Today, I saw my first pair of Louboutins in real life. And I have to say, it was a bit surreal. I'm not a big label whore, but I have to say - one little glimpse of those glorious red soles was enough to render me instantly impressed. They're iconic, and by extension, so become their owners.
But... the owner of these fabulous shoes is a pretty normal gal. She's just a normal gal with some amazing taste and a wardrobe full of high budget items. I know this woman. She's not independently wealthy. She's got 5 kids and a husband and loads of real world stress. She just handles her business... well... dramatically differently than I do.

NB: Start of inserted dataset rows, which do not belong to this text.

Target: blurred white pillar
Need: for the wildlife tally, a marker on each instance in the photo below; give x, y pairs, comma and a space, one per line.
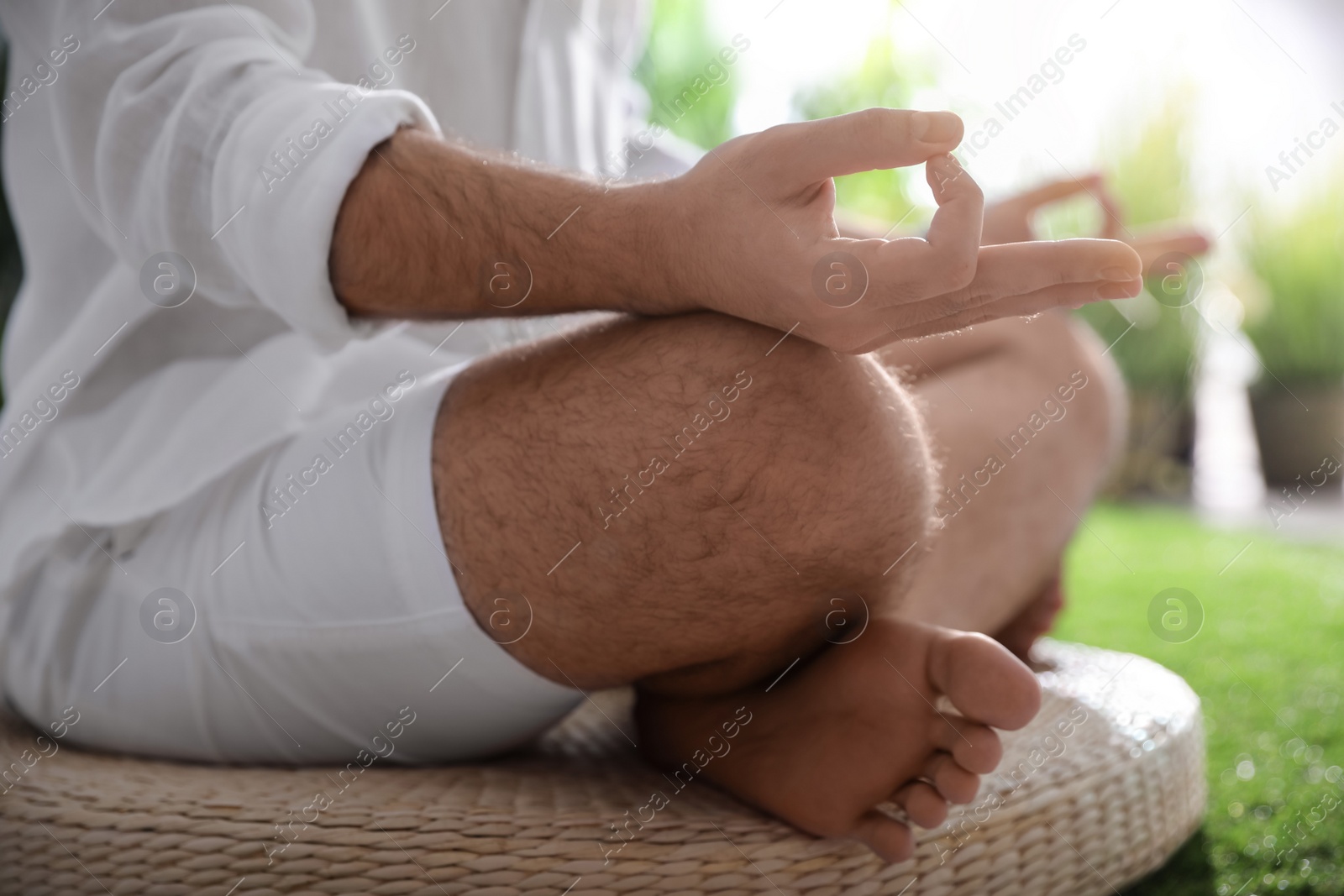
1229, 485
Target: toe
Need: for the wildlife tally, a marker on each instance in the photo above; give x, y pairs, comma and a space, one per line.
954, 783
974, 747
984, 680
922, 804
885, 836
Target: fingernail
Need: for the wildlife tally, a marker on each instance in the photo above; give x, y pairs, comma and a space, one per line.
947, 164
1117, 291
934, 127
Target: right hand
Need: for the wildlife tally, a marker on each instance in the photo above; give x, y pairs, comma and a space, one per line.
754, 224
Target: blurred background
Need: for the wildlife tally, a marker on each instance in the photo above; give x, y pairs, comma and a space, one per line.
1220, 546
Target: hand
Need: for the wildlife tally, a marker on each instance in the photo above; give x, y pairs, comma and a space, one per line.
1011, 221
754, 237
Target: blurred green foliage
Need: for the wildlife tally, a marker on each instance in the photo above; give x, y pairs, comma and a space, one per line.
1300, 259
882, 78
682, 45
1151, 181
1267, 668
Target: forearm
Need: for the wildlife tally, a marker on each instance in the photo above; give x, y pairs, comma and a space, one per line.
436, 230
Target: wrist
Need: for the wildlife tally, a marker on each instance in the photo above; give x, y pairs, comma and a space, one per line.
655, 242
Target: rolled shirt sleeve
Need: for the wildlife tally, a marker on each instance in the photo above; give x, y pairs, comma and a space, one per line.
198, 129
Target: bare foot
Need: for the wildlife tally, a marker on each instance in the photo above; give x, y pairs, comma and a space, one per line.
1035, 620
858, 727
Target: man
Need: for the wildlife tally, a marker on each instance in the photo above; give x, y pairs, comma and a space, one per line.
248, 519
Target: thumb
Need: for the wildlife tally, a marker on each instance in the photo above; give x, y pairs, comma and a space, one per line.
806, 152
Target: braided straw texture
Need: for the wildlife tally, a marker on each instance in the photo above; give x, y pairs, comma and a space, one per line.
1074, 815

And that is a cryin shame.
I've gotten into this kind of crap habit of accumulating for accumulation's sake. Especially when it comes to clothes. I spend a lot of money on cheap items. And it shows. Not only do they not look amazing, they don't hold up well at. all.

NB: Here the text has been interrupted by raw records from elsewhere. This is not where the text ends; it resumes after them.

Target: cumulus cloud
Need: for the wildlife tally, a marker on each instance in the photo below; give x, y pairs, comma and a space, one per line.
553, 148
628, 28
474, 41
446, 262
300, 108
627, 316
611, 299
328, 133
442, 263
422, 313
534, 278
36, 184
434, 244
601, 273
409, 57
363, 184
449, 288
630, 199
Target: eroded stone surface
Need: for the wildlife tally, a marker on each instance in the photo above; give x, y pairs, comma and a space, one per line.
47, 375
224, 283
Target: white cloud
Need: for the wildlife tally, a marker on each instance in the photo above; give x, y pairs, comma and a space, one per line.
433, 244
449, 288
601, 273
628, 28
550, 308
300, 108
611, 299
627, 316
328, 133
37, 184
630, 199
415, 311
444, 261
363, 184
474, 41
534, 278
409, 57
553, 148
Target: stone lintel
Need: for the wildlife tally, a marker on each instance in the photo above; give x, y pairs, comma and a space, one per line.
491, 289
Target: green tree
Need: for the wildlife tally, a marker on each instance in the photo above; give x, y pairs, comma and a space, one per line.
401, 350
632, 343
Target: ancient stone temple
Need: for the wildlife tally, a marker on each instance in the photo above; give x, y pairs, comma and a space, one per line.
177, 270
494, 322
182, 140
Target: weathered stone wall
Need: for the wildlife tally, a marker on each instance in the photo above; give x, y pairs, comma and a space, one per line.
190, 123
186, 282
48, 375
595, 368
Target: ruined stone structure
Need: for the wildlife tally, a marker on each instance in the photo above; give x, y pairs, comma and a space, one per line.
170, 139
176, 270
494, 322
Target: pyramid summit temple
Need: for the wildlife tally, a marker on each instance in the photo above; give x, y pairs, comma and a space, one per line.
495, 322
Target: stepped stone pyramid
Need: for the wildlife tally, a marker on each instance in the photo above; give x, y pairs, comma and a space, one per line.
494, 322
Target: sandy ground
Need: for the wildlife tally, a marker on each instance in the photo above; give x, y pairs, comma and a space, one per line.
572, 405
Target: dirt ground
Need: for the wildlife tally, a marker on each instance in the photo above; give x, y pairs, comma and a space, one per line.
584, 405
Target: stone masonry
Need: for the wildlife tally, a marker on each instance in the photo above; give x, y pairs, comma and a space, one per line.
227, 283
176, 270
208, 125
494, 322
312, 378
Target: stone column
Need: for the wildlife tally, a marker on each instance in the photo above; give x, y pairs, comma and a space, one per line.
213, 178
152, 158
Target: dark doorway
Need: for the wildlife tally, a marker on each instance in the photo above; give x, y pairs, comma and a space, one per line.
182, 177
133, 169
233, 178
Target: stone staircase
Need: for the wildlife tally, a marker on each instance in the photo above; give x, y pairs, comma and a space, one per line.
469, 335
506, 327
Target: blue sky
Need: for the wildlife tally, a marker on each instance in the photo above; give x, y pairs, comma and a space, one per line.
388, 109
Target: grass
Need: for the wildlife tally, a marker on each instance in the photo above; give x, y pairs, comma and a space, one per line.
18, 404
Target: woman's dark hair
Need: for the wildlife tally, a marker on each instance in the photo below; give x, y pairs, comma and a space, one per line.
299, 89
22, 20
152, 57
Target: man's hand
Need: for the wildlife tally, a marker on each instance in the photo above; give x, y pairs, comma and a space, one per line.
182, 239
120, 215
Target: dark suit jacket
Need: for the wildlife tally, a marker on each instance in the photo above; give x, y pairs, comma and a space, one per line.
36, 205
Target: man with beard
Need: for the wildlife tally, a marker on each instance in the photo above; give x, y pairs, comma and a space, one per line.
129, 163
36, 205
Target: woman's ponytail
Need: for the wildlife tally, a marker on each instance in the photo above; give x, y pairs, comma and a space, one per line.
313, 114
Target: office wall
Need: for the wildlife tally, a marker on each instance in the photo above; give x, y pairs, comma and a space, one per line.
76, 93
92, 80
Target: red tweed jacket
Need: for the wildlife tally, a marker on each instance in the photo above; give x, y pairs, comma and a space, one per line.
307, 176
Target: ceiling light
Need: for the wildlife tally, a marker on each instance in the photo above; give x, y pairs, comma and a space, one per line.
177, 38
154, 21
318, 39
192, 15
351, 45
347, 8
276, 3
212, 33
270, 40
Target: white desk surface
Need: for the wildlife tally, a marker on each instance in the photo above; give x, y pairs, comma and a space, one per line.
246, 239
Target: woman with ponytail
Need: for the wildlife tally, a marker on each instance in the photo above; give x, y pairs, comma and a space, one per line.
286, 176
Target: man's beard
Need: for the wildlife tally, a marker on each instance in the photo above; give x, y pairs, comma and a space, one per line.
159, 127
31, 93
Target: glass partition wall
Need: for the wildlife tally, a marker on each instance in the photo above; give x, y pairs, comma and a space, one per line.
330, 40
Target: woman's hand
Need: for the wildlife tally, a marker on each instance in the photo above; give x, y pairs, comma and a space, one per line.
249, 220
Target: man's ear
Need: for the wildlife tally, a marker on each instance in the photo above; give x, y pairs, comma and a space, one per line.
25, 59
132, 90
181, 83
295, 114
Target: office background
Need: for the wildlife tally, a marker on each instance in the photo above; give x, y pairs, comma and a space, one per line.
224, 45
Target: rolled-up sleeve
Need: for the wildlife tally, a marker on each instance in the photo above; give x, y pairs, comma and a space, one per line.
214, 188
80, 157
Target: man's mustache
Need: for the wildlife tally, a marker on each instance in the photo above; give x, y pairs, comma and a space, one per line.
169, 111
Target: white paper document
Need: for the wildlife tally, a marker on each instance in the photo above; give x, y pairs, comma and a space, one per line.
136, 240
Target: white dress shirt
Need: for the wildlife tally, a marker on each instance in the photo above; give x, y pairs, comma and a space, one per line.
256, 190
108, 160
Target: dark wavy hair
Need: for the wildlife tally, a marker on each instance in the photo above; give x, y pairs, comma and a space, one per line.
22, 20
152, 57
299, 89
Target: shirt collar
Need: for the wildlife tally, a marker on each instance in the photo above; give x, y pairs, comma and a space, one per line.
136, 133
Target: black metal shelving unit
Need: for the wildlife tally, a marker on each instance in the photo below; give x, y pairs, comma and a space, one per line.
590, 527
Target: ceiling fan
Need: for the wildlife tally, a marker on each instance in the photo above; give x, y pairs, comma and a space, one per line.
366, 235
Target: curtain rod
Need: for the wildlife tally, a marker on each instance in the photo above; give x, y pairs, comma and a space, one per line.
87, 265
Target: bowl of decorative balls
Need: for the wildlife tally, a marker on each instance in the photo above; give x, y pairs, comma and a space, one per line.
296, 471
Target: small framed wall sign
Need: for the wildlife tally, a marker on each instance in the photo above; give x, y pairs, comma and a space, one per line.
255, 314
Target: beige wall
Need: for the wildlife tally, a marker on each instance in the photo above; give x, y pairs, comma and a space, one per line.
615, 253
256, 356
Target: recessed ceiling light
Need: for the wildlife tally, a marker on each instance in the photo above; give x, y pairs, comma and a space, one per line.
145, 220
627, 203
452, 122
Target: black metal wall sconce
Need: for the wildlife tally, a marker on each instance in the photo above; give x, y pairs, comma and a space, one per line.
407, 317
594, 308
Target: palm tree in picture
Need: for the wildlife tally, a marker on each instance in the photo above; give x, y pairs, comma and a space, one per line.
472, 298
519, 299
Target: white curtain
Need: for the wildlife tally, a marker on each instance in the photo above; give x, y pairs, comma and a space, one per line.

My one of my work friends recently had an interview before we met for lunch. She rolled in looking nothing short of amazing in her suit and heels - very professional, but very much still herself.
It made me think of my last interview outfit - that skirt I've had for years - bought on a super sale and worn so much the lining on the inside is literally in shreds. The blouse - I love it, but let's get real. It is loved to the point of misery - and even at it's best... it was from the Target clearance rack for a whopping $4.

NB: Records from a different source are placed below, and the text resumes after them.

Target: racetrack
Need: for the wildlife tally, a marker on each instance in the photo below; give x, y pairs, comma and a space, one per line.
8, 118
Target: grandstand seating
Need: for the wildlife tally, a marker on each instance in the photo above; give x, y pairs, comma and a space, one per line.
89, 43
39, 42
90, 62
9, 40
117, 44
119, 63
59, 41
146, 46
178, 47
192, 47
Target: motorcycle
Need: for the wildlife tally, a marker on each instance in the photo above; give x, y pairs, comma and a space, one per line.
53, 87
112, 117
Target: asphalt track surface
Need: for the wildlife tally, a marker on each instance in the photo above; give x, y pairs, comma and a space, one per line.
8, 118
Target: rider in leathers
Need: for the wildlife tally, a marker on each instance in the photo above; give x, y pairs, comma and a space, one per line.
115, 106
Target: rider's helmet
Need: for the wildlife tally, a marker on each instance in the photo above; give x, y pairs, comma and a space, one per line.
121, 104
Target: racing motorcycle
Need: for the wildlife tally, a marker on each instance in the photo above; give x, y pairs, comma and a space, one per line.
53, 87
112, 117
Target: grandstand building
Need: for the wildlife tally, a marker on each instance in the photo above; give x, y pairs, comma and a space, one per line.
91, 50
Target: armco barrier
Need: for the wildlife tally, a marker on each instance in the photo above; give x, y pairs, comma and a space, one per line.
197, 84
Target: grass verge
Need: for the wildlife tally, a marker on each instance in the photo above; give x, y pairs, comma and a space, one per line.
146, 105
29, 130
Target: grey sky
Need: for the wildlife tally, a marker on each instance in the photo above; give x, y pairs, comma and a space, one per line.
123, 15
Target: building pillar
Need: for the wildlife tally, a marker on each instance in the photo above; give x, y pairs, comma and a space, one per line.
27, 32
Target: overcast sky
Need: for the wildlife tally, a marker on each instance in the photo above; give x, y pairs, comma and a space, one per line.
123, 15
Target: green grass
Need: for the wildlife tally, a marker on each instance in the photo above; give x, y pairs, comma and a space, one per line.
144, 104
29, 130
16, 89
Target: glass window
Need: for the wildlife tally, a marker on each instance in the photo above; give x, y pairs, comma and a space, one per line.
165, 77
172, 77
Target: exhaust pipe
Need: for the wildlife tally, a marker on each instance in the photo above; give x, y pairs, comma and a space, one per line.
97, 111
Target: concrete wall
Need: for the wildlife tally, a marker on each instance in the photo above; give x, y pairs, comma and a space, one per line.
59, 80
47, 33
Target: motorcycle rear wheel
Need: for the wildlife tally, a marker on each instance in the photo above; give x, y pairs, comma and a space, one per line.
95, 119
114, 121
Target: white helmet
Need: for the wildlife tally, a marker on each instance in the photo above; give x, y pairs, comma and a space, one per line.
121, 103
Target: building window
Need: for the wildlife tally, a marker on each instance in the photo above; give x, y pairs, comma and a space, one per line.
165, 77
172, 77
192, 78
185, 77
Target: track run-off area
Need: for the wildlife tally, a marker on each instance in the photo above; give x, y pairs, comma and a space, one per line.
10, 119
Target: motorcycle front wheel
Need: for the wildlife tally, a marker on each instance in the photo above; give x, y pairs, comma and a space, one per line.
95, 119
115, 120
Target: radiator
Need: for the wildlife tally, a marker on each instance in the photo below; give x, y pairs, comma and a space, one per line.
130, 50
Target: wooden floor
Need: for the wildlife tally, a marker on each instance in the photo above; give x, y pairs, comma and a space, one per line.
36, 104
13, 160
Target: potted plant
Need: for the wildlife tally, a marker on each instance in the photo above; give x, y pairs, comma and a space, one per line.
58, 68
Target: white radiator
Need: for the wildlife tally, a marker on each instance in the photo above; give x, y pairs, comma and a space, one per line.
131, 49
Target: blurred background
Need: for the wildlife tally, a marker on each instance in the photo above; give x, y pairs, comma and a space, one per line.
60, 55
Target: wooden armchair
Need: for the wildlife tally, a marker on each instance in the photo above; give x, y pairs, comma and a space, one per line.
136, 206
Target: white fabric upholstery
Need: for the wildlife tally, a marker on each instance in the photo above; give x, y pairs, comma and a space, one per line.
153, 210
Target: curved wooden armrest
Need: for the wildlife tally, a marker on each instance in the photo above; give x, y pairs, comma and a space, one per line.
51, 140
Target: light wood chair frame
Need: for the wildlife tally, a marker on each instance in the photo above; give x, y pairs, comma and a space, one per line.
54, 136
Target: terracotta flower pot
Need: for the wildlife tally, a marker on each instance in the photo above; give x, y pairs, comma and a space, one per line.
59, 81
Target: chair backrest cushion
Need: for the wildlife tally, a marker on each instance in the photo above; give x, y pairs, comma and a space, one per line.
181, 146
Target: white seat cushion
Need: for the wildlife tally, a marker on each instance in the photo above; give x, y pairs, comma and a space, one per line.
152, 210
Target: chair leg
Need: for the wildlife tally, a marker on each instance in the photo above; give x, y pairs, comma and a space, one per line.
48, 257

There's no shame in a bargain, for sure. But isn't fashion supposed to make you feel confident? I want to be excited by what I see in my closet. I want to be proud of what I'm wearing and I certainly don't want to have the conscious thought of "I wonder if this looks as homeless as I currently feel?" Which, sadly, has happened on more than one occasion in the last month. I'm certainly not one to demand fancy brands or labels or anything currently popularized by fashion mags and the celebrity types. I spent the vast majority of my life wearing vintage odds and ends and loving every bit of it. But somehow, I've grown out of that. And it's time for that to change.
It seems I'm really good at being a cheapskate - on the things that are worth spending money on. I've been working out with shoes that were killed dead at least 2 years ago. I haven't gotten a haircut in months and my highlights are in desperate need of touchups. And let's not even begin to discuss my shoddy jeans situation. My infallible logic? Well, all of these items are pricy. Obviously. So clearly, to add to the logic, I simply buy cheap versions that have to be replaced 4 or 5 times within the lifespan of the real deal. And from a smart girl, that's really dumb. I'm just too darn old and, dare I say it, successful to walk around looking or feeling like I look homeless.
I decided to take the plunge and make that commitment to myself. Because I deserve to spend money on myself in a way that's going to make me feel good about me. And as much as I love me some Target - well, it seems that just may not be the way. It's all about taking the little steps - not wasting time and energy looking for fillers, but looking and saving for the quality items that I love and that will last.
First on the list... new running shoes.
Next month... new haircut? I think so!
It's all about baby steps. After all, whilst rocking 5" Louboutins, I imagine long strides are pretty much out of the question.